For a while I've been a fan of separating what a presenter says and what appears on a projector: "Since we're all sick of 'Death by PowerPoint,' it's time to kill it permanently. Let me be clear—I'm not advocating the end of PowerPoint as a tool, but the end of traditional PowerPoint design cluttered with text and bullet points. ... The old style of PowerPoint is an anachronism on the modern corporate battlefield." Tufte has written more convincingly in The Cognitive Style of PowerPoint about the evils of bullet points as a medium.

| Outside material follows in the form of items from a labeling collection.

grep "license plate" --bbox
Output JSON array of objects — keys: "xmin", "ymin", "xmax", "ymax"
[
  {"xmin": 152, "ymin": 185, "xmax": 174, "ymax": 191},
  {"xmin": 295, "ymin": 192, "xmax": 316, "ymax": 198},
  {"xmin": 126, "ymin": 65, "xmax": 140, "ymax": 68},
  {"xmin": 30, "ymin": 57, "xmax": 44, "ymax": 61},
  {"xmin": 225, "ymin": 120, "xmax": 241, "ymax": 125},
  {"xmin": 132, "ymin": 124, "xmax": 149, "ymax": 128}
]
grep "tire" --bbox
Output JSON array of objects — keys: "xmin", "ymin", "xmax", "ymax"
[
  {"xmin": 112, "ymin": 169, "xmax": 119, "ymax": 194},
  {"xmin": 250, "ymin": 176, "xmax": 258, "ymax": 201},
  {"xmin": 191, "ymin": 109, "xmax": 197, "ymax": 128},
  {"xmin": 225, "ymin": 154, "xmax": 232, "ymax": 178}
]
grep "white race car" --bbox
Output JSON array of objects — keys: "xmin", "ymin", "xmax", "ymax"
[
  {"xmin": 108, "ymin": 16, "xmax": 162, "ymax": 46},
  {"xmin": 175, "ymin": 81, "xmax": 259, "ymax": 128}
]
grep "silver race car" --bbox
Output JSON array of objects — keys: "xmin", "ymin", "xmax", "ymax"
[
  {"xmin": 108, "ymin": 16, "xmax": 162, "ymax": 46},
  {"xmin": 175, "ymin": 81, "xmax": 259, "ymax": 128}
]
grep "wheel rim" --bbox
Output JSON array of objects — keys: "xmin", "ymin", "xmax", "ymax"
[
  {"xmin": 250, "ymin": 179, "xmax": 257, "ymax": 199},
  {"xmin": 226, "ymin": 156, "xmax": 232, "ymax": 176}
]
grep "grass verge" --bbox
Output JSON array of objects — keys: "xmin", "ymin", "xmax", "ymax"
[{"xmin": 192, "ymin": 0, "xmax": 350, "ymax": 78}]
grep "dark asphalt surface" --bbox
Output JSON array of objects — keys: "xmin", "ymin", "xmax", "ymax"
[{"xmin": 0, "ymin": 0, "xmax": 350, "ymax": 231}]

Quoting John Medina on page 213: "To put it bluntly, research shows that we can't multitask. We are biologically of processing attention-rich inputs simultaneously." (Emphasis in original.) I sometimes hear people claiming that they can productively multitask, and I appreciate an excuse to not believe them.
In the end, Talk Like TED could be summarized as follows: people are irrational, but there are ways you can convince them of whatever you want. I am not so impressed with Carneades's ability to argue both sides of any issue and I identify more with Socrates in Gorgias: Truth is worth pursuing, and is fundamentally more important than the artifices of rhetoric. That said, I do not deny the utility of presenting good ideas well rather than poorly.